La colazione della domenica

Chi ti sveglia la domenica?

Il tipico esemplare di materano viene destato dal tepore domenicale del suo letto dall’odore di cipolla fritta nell’olio che quieta quieta aspetta solamente che il sugo la invada nella padella che scotta già dalle 7 del mattino. Perché al sonno si può rinunciare, ma al buon cibo no.

Ma la sera prima ha fatto le ore piccole, e l’odore invadente di cucina lo infastidisce appena sveglio, allora leggiadro come Bear nella grande casa blu, indossa battagliero le ciabatte, prepara già la battuta d’ apertura “Io me ne vado da ‘sta casa!!!” e si incammina combattente verso lo chef… poi la vede lì, sua mamma, intenta a spezzare nel sughetto le foglie di basilico e dopo di lei, adocchia lui: il mestolo di legno intriso di olio e sughetto.

La sua mamma avvertendo i passi si arma di uno scorzo di pane, che finirà per diventare cucchiaio con cui raccogliere dal pentolone quel rosso nettare, e … La rabbia gastronomica dell’assonnato materano si andrà a far benedire, lo stomaco si aprirà, l’elastico dei pantaloni andrà già preventivamente stretto in vista del pranzo e BENVENUTA COLAZIONE DELLA DOMENICA.

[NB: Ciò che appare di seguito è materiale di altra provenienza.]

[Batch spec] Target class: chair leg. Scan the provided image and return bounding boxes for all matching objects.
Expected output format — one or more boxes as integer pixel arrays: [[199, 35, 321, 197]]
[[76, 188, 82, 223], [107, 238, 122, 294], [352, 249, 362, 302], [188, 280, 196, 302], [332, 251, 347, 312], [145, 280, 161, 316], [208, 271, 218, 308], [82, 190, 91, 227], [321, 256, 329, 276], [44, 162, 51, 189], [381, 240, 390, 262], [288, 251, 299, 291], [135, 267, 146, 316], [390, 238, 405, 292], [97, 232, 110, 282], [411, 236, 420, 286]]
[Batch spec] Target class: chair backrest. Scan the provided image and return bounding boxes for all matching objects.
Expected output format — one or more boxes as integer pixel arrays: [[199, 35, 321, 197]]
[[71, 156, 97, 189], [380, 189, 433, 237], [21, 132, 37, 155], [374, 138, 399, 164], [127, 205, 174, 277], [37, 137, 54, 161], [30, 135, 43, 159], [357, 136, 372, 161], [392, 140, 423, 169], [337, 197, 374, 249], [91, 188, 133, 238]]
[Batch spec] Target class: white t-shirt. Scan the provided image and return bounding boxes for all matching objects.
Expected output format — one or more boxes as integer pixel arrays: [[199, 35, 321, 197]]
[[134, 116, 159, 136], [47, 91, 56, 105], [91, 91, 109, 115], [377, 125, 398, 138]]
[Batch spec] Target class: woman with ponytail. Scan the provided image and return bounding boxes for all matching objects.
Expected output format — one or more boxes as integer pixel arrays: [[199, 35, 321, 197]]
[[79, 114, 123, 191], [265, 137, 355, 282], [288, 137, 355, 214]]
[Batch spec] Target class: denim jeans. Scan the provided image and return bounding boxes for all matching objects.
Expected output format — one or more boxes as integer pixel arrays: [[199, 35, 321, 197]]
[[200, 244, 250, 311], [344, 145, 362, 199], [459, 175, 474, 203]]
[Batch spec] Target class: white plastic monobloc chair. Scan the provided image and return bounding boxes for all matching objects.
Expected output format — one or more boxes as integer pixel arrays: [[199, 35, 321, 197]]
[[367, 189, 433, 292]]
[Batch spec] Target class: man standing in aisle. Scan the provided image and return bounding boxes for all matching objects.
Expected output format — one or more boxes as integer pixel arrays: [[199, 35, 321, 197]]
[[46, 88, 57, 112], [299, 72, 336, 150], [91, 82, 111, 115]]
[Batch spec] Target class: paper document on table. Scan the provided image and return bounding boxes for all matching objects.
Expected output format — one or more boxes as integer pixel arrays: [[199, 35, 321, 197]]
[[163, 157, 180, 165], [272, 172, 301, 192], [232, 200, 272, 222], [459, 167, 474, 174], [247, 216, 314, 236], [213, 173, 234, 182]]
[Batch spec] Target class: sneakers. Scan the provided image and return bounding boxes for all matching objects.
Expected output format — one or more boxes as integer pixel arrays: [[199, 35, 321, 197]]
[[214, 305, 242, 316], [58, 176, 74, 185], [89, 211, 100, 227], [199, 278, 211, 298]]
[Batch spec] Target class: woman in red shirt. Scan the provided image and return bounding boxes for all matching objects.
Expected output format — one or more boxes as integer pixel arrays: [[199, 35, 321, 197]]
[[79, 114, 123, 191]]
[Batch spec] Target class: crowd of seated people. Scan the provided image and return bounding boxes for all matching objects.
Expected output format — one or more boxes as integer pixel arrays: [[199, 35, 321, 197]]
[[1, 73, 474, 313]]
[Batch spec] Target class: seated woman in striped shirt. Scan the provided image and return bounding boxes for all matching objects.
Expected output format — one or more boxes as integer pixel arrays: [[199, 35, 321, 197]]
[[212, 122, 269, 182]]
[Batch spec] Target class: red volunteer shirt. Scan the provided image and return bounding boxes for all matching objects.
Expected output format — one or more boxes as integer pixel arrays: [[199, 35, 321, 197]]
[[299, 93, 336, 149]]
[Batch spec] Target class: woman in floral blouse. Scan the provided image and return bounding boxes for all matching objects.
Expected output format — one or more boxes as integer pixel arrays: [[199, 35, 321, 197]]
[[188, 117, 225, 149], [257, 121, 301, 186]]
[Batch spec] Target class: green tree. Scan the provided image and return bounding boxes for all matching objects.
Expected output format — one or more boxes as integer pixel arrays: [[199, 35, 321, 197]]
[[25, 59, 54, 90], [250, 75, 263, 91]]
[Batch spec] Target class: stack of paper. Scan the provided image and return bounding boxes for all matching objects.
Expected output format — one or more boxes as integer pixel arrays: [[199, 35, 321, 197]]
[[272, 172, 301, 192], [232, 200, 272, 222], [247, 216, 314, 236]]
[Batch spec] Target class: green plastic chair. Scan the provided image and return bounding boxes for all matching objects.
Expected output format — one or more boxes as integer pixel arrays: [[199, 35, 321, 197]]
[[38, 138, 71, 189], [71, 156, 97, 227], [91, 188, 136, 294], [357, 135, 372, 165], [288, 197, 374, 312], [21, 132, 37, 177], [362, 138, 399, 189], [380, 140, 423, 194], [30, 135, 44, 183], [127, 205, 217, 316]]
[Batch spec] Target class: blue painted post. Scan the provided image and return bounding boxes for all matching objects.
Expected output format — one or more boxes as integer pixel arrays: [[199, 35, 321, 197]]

Il problema è che quando sei un materano, ma fuori-sede, a destarti dal tuo sonnellino post sabato sera è solo che il sogno di una colazione fatta di pentole che borbottano e scorzi di pane imbrattati di rosso, un vapore di casa che svanisce davanti ad una tazza di latte e caffè nella quale cerchi il senso di quella domenica lontana.